The mutL and mutS genes of Vibrio cholerae have been identified using interspecific complementation of Escherichia coli mutL and mutS mutants with plasmids containing the gene bank of V. cholerae. The recombinant plasmid pJT470, containing a 4.7 kb fragment of V. cholerae DNA codes for a protein of molecular weight 92,000. The product of this gene reduces the spontaneous mutation frequency of the E. coli mutS mutant. The plasmid, designated pJT250, containing a 2.5 kb DNA fragment of V. cholerae and coding for a protein of molecular weight 62,000, complements the mutL gene function of E. coli mutL mutants. These gene products are involved in the repair of mismatches in DNA. The complete nucleotide sequence of mutL gene of V. cholerae has been determined.

Lack of umuDC gene functions in Vibrio cholerae cells

Attempts to identify an umuDC analog, using interspecific complementation of Escherichia coli mutants with plasmids containing a gene bank of Vibrio cholerae, were not successful. The DNA from none of the vibrio species examined including marine vibrios hybridized to E. coli umuC and umuD gene sequences. These cells are not mutable by ultraviolet (UV) light and cannot Weigle-reactivate UV-irradiated choleraphages, suggesting that vibrios are deficient in the umuDC operon. This possibility is supported by the fact that when the plasmid pKM101 carrying the mucAB genes is introduced into V. cholerae cells, they acquire the UV-mutable phenotype and UV-irradiated choleraphages can be Weigle-reactivated.

Inducible reactivation of UV-irradiated cholera phage e5 in Vibrio cholerae MAK757

The survival of UV-irradiated cholera phage e5 was found to increase when the host cells, Vibrio cholerae MAK757, were exposed to a low dose of UV irradiation before phage infection (Weigle reactivation), indicating the existence of a UV-inducible DNA repair pathway (SOS repair) in V. cholerae MAK757. The induction signal generated by UV irradiation was transient in nature and lasted about 20-30 min at 37 degrees C. Maximal Weigle reactivation of the phage was obtained when the host cells were irradiated with a UV dose of 16 J/m2. V. cholerae MAK757 was also found to possess efficient photoreactivation and host cell reactivation of UV-damaged DNA in phage e5.

Cloning and expression in Escherichia coli of a recA-like gene from Vibrio cholerae

A library containing more than 80% of the Vibrio cholerae genome was constructed by cloning BamH1 restriction fragments into pBR322. Using interspecific complementation of an Escherichia coli recA mutant with plasmids containing the gene bank of V. cholerae, a recA-like gene was identified. The recombinant plasmid, designated as pDP145, contained a 1.45 kb segment of V. cholerae DNA which codes for a protein of molecular weight 39,000. The product of this gene confers methyl methane sulphonate resistance on the E. coli recA mutant, suppresses its ultraviolet (UV) light sensitive phenotype and has proteolytic activity on the phage lambda repressor. Induction of a 39,000 dalton protein in UV-irradiated V. cholerae cells was demonstrated.
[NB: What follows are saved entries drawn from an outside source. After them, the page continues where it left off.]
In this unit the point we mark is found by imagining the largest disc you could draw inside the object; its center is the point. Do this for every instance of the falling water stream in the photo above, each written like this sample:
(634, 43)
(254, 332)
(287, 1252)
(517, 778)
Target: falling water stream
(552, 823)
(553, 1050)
Infection by choleraphage phi 138: bacteriophage DNA and replicative intermediates

Choleraphage phi 138 contains a linear, double-stranded, circularly permuted DNA molecule of 30 X 10(6) daltons or 45 kilobase pairs. Upon infection, the host DNA is degraded, and synthesis of phage-specific DNA is detectable 20 min after infection. The phage utilizes primarily the host DNA degradation products for its own DNA synthesis. A physical map of phi 138 DNA was constructed with the restriction endonucleases Bg/II, HindIII, and PstI. A concatemeric replicative DNA intermediate equivalent to eight mature genome lengths was identified. The concatemer was shown to be the precursor for the synthesis of mature bacteriophage DNA which is subsequently packaged by a headful mechanism.

Characterization and physical map of choleraphage phi 149 DNA

Choleraphage phi 149 DNA is a linear double-stranded molecule 69 X 10(6) Da or 104 kilobase pairs (kbp). From restriction enzyme analysis, it has been concluded that the DNA is circularly permuted. There are at least three S1 nuclease-sensitive sites along the length of the molecule. These sites represent single-strand interruptions repairable by T4 DNA ligase. A physical map of the DNA has been constructed using the restriction endonucleases BamH1 and BglII.